A Relaxed Control Problem With $L^\infty$ Cost and Jump Dynamics Motivated by Cyber Risks Insurance
Dan Goreac, Juan Li, Pangbo Wang
TL;DR
This work develops a rigorous relaxed-control framework for a jump-driven cyber-risk insurance model built on a star-shaped network with SIR-like intra-edge spreading. It replaces trajectory-based optimization by occupation measures and derives a dual characterization of the $\mathbb{L}^q$-approximating value functions, with a controlled limit to a nonlocal Hamilton-Jacobi–integro-differential inequality.
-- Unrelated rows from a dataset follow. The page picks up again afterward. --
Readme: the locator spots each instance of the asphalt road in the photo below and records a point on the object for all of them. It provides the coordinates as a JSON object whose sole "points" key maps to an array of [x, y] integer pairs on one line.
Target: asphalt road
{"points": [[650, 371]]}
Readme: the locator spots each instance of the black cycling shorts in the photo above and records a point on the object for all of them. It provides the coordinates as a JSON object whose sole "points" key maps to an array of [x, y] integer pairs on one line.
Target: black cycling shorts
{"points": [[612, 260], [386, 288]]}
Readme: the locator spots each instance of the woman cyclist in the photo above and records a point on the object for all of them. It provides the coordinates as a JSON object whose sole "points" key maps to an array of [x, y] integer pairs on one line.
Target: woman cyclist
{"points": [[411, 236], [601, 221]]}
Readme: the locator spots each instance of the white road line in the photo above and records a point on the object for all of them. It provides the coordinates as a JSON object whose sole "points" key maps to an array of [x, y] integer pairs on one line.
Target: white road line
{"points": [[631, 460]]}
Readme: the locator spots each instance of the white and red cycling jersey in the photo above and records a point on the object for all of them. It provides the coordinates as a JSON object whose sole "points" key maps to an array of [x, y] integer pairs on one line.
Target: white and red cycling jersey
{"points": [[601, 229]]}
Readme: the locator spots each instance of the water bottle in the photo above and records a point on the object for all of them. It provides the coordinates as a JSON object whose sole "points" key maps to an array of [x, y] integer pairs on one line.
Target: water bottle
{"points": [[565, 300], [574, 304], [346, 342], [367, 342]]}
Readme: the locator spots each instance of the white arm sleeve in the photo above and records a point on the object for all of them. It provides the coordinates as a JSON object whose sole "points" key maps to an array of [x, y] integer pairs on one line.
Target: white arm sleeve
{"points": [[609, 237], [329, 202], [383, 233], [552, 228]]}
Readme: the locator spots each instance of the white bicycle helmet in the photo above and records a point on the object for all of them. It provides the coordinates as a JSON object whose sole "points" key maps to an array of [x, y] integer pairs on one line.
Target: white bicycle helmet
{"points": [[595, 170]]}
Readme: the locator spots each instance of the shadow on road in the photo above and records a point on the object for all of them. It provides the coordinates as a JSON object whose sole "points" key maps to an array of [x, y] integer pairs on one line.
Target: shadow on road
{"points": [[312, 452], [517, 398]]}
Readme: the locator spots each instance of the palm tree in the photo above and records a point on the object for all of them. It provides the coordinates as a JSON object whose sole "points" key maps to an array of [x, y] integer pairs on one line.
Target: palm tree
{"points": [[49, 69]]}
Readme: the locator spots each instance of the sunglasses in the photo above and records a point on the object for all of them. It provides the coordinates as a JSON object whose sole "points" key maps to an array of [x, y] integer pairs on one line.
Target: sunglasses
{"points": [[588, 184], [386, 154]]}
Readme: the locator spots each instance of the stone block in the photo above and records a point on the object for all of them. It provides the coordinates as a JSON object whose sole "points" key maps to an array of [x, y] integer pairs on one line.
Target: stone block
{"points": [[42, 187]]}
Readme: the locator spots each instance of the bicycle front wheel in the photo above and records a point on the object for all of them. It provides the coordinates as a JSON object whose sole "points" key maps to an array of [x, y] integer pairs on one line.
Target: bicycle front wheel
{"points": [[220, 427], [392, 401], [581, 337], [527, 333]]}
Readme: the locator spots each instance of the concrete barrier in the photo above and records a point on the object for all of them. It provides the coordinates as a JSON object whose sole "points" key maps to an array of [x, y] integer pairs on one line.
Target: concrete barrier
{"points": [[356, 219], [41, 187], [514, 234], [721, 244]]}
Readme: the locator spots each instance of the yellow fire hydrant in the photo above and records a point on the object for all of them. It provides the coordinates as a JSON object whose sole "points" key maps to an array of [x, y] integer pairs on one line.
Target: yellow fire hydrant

The main theoretical contributions include a dual description, equi-continuity results, and a viscosity-solution formulation linking the relaxed value function to the classical HJB equation, plus an explicit connection back to the original cyber-risk model. Practically, the framework enables tractable analysis of insurer reputation optimization under jump risks and interdependent cyber exposures, while highlighting the role of $\mathbb{L}^\infty$ cost formulations and occupation measures in nonconvex, jump-dominated settings.
Abstract
This paper has a double aim. One the one hand, we introduce a uni-nodal network model for cyber risks with firewalled edges and SIR intra-edge spreading. In connection to this, we formulate an insurance problem in which one seeks the running maximal reputation index against all control strategies of the companies represented by edges. On the other hand, we seek to characterize the value function with $L^\infty$ cost through linear programming techniques and more standard Hamilton-Jacobi integro-differential inequalities.